The company is an affiliate of Saudi Basic Industries Corp (Sabic), whose shares fell 2.2 per cent.
Major lenders National Commercial Bank and Banque Saudi Fransi gave back early gains and fell 1.7 and 2.2 per cent respectively, even though their quarterly earnings beat analysts’ forecasts.
But food producer Halwani Brothers climbed 2.5 per cent after reporting a 63 per cent rise in net profit.
In Egypt, mass selling by global and regional fund managers, which started at mid-session on Wednesday, extended into Thursday’s session.
The index sank 5.6 per cent to 5,858 points, its lowest level since October 2013. Investment firm Qalaa Holdings was down 8.3 per cent at 1.22 Egyptian pounds, a record low.
“Foreign investors are exiting their positions and this is causing panic,” said a Cairo dealer.
To a large extent, Egypt is simply being caught up in a broad emerging market downtrend.
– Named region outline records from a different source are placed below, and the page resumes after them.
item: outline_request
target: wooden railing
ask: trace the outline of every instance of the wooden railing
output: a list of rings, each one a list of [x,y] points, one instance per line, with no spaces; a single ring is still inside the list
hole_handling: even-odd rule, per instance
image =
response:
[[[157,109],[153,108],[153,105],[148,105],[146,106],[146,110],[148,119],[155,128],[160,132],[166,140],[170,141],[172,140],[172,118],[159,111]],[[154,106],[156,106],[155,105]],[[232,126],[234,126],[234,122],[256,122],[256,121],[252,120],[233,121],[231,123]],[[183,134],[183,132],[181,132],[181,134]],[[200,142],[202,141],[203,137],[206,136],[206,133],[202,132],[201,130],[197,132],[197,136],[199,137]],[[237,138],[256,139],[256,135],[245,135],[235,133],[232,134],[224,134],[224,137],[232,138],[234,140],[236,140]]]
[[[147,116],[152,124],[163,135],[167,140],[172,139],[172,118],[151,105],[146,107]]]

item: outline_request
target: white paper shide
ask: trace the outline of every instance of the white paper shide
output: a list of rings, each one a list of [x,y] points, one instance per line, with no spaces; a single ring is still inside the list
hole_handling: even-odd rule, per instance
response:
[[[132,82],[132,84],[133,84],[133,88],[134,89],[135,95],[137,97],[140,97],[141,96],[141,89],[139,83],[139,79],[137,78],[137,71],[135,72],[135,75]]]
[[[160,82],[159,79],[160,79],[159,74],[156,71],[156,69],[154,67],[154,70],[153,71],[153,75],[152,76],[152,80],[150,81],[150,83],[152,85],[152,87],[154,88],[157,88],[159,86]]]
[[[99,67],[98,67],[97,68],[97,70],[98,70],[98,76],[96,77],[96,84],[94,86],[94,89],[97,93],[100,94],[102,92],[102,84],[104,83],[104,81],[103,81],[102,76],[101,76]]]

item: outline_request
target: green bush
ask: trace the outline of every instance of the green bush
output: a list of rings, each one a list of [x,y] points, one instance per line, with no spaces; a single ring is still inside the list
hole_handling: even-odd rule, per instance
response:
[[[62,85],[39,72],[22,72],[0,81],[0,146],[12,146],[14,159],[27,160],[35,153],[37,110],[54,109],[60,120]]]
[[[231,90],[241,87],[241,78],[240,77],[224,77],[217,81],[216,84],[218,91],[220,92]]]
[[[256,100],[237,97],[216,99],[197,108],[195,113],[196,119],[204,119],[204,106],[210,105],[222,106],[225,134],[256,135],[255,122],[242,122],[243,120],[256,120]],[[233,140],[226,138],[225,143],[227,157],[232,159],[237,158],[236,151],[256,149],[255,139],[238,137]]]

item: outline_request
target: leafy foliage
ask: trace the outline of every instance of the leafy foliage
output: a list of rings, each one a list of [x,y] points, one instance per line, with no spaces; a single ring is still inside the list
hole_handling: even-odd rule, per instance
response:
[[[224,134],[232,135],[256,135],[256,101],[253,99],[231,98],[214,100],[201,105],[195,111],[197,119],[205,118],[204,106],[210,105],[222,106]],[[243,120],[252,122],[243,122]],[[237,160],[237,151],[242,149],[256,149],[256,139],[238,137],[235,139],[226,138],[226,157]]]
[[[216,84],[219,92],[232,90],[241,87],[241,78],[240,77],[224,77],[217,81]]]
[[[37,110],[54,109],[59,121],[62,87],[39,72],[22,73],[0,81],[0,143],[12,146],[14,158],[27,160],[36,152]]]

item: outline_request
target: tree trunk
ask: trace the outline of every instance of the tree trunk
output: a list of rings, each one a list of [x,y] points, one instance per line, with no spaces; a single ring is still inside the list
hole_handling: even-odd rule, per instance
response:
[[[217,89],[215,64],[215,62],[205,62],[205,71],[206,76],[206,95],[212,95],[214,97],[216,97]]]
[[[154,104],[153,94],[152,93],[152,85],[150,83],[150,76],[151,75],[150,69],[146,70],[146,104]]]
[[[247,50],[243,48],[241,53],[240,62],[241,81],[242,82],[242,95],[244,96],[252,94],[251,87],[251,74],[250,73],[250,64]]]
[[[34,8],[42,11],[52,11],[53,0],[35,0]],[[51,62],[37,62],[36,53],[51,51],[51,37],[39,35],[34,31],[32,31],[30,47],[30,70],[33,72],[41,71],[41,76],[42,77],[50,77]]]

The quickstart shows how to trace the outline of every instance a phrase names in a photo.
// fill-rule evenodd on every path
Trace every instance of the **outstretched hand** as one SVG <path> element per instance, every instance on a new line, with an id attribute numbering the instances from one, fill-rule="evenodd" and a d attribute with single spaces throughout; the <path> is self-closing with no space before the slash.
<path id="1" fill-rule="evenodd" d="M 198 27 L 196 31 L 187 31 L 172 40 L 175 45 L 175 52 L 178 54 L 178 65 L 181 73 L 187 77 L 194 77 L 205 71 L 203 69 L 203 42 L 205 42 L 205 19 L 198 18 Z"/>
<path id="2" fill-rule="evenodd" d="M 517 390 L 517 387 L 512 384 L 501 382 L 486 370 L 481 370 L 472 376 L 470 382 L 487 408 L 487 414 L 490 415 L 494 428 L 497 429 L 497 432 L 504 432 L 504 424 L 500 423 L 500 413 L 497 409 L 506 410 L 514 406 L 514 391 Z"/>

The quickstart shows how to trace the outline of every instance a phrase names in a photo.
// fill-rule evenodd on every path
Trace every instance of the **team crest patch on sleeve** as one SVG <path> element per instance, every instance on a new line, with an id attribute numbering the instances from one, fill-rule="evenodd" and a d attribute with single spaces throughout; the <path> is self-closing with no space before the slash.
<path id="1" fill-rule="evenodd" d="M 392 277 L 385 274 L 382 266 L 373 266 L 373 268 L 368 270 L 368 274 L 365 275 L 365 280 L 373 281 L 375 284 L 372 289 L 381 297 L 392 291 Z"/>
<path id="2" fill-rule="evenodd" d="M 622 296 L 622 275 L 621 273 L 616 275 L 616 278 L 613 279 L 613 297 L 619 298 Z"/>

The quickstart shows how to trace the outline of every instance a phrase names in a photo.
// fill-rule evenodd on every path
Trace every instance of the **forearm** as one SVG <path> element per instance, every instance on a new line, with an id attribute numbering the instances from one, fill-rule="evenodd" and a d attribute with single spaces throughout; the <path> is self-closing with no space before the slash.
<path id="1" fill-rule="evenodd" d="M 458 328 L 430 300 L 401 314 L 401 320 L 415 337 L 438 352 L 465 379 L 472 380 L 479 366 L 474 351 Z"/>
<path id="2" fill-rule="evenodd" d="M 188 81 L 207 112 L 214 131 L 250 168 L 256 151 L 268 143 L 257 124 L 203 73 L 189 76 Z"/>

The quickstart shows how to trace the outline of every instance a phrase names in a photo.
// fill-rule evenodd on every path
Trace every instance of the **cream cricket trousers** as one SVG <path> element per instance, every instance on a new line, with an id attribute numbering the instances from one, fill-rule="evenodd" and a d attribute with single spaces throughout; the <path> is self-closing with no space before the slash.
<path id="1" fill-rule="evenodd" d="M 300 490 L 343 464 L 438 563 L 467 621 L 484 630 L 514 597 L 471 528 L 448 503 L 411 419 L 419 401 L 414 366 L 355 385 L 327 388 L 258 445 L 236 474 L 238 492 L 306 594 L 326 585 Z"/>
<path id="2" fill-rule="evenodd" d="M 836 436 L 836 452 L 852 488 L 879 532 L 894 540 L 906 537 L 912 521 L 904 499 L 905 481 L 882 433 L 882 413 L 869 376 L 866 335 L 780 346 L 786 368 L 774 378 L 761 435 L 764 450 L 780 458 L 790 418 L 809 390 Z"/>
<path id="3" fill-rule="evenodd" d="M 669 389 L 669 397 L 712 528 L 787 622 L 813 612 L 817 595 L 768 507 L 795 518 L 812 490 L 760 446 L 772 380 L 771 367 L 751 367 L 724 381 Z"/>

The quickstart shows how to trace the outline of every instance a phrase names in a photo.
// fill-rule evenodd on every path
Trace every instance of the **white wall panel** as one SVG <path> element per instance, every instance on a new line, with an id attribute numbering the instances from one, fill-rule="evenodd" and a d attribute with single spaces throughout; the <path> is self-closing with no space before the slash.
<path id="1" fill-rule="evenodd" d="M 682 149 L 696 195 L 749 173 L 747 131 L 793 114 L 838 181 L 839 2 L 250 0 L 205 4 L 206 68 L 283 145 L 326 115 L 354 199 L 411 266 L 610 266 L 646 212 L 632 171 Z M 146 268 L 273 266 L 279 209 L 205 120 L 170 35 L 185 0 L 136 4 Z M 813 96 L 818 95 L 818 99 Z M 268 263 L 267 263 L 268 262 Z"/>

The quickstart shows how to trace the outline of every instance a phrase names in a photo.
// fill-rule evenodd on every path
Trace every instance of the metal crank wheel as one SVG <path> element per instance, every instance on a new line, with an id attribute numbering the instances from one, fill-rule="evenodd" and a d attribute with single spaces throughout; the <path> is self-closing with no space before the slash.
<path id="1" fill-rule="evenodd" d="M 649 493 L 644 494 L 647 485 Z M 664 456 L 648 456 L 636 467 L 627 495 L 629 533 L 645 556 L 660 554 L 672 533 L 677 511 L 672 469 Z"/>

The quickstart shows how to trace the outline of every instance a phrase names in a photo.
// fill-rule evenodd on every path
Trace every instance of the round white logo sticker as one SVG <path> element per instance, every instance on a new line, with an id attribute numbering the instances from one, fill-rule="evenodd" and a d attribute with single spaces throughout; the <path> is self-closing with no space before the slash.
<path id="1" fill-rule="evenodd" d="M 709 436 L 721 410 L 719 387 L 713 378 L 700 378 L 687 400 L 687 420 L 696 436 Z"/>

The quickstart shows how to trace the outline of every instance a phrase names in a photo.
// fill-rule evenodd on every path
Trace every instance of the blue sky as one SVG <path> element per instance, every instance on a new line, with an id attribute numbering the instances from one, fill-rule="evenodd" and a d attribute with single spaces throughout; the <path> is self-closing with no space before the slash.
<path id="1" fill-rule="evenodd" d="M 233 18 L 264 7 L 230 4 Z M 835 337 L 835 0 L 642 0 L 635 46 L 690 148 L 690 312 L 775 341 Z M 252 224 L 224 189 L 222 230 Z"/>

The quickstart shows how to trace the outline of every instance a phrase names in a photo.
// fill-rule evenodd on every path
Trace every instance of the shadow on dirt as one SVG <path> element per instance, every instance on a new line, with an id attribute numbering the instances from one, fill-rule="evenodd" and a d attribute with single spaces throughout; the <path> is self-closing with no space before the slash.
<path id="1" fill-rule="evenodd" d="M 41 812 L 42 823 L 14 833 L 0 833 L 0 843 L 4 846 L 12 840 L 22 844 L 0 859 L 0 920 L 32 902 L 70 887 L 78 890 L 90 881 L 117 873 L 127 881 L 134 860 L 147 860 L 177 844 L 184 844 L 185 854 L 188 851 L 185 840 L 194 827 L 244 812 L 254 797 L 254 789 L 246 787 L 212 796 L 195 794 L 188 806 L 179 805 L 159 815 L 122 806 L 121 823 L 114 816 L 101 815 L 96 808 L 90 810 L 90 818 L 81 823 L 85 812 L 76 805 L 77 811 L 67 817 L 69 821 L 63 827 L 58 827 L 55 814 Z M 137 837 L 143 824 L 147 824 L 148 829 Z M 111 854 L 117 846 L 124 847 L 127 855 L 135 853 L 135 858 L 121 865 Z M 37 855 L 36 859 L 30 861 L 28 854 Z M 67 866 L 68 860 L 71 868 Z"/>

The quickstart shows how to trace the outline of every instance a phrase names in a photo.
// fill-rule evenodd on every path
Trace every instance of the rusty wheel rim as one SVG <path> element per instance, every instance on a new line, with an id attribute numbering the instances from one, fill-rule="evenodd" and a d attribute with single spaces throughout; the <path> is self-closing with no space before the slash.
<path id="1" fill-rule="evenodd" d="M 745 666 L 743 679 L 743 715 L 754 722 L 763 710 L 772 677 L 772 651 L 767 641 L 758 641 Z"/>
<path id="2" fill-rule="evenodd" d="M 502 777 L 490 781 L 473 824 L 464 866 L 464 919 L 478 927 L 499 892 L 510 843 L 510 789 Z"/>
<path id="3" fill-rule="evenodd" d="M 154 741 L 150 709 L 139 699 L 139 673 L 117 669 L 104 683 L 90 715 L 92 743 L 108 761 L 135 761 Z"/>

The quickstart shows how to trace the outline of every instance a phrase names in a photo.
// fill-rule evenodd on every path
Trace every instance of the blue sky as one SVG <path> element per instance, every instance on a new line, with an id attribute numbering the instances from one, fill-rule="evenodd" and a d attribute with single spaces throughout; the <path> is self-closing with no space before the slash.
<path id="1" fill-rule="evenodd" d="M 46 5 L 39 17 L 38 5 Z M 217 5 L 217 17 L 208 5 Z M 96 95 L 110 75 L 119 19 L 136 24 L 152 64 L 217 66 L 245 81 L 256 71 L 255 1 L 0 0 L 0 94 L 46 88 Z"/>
But investors are also concerned about the risk of a currency devaluation this year, as the country’s foreign reserves remain perilously low, and by disappointing growth.
The economy is set to grow 4.1 per cent this financial year, marginally weaker than the previous year and short of the government’s target, according to a Reuters poll of analysts published on Thursday.
United Arab Emirates blue-chip lenders listed on the Abu Dhabi exchange, which have yet to report earnings, retreated with First Gulf Bank and Abu Dhabi Islamic Bank down 2.7 and 3.2 per cent. Both lenders closed at multi-year lows.
The index retreated 1.6 per cent to 3,955 points, its lowest close in 13 months.
Dana Gas, the largest listed energy company on the exchange, tumbled 4.1 per cent and was the most traded stock. On Tuesday the company said it planned to slash its head office workforce and continue to invest in Egypt, where it expects a boost in production.
Dubai’s benchmark plunged 3.6 per cent to 2,815 points, its lowest close since November 2013, in the heaviest trade this year.
Construction firm Arabtec sank 9.5 per cent and was both the worst-performing and most traded stock on the exchange. Builder Drake & Scull traded down 6.3 per cent.
In Qatar, the Gulf’s largest lender, Qatar National Bank , edged up 0.2 per cent after it reported a 5.3 per cent increase in fourth-quarter net profit to SR2.58 billion ($708.6 million). The average forecast of three analysts polled by Reuters had been for a profit of SR2.74 billion.
“Loan growth was very high while the quarter-on-quarter increase in the cost of funds is minimal given the tightening liquidity situation in the Qatari banking sector,” said a note by Kuwait’s NBK Capital. Its analysts maintain their “buy” recommendation for the stock.
However, the Qatari index tumbled 2.3 per cent to its lowest close since September 2013 in the heaviest volume this year. Three-quarters of the stocks fell more than two per cent.